IPUMS Time Use Leadership Receives Ellen Galinsky Generative Researcher Award

By Kari Williams & Stacy Nordstrom

Drs. Sarah Flood, Liana Sayer, and Melissa Milkie presented with the Ellen Galinsky Generative Researcher Award
Since 1993, IPUMS has worked to preserve and harmonize population data and make them freely accessible to researchers. This includes time diary data from the American Time Use Survey (ATUS) as well as international and historical time diary data. Last month, Drs. Sarah Flood and Liana Sayer, co-PIs of IPUMS Time Use, along with their long-time collaborator Dr. Melissa Milkie, received the Ellen Galinsky Generative Researcher Award, presented by the Work and Family Researchers Network.

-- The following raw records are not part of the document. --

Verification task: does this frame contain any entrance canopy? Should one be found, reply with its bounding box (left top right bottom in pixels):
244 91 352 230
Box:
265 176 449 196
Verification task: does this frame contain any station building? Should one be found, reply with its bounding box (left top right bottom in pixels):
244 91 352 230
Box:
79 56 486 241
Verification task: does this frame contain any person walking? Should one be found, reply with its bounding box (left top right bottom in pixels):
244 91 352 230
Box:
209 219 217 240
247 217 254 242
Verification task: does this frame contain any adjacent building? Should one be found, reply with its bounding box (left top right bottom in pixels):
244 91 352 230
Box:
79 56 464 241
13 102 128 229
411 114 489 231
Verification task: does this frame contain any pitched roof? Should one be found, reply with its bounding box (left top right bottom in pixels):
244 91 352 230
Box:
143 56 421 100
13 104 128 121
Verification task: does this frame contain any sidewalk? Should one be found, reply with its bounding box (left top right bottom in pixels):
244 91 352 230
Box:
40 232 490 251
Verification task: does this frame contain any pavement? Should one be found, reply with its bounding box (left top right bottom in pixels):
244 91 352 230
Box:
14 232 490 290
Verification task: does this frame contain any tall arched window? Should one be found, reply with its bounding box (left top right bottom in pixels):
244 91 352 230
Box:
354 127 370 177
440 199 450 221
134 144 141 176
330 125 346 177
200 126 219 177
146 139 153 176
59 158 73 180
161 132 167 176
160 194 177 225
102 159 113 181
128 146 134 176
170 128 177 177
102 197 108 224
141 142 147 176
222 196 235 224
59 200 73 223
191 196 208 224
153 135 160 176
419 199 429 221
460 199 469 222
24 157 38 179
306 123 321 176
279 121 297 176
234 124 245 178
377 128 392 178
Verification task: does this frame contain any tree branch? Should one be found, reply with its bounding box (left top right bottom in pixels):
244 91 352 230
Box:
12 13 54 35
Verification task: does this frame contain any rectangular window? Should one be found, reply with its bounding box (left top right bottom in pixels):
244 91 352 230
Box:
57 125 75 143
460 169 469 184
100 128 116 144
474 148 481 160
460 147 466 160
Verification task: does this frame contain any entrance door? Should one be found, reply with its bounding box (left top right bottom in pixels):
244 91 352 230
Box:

The award recognizes work-family researchers who have contributed breakthrough thinking to the work-family field via theory, measures, and/or data sets that led to expansive application, innovation, and diffusion, including the sharing of research opportunities in the spirit of open science. The award committee highlighted Flood’s foundational contributions to public data infrastructure and long history of demystifying complex time diary data, as well as Sayer’s innovative scholarship on gender and social class inequalities in time use over the life course.

As of this writing, over 15,000 people have registered to access the powerful tools that IPUMS offers to streamline data access and simplify complex analyses of time diary data. Time diary data, which report individuals’ activities over a 24-hour period, are a uniquely valuable resource for understanding countless aspects of daily life across time and between demographic groups – they are used to study work, parenting, caregiving, social isolation, health behaviors and many other topics.

“IPUMS was founded with the understanding that democratizing data access advances science. We strive to develop cutting edge data and research tools for the entire research community that simplify the use of time diary data and reduce barriers to using other rich population data sources,” says Flood. “It’s an honor to see this work, done in collaboration with a remarkable group of colleagues, recognized.”

This award joins an impressive list of accolades recognizing IPUMS researchers for their leadership, advocacy, and innovation in simplifying access to worldwide population data. IPUMS was recognized in 2025 with the Research, Science & Technology Institution of the Year award from Geospatial World and in 2022, IPUMS founder, Dr. Steven Ruggles, was named a MacArthur Fellow.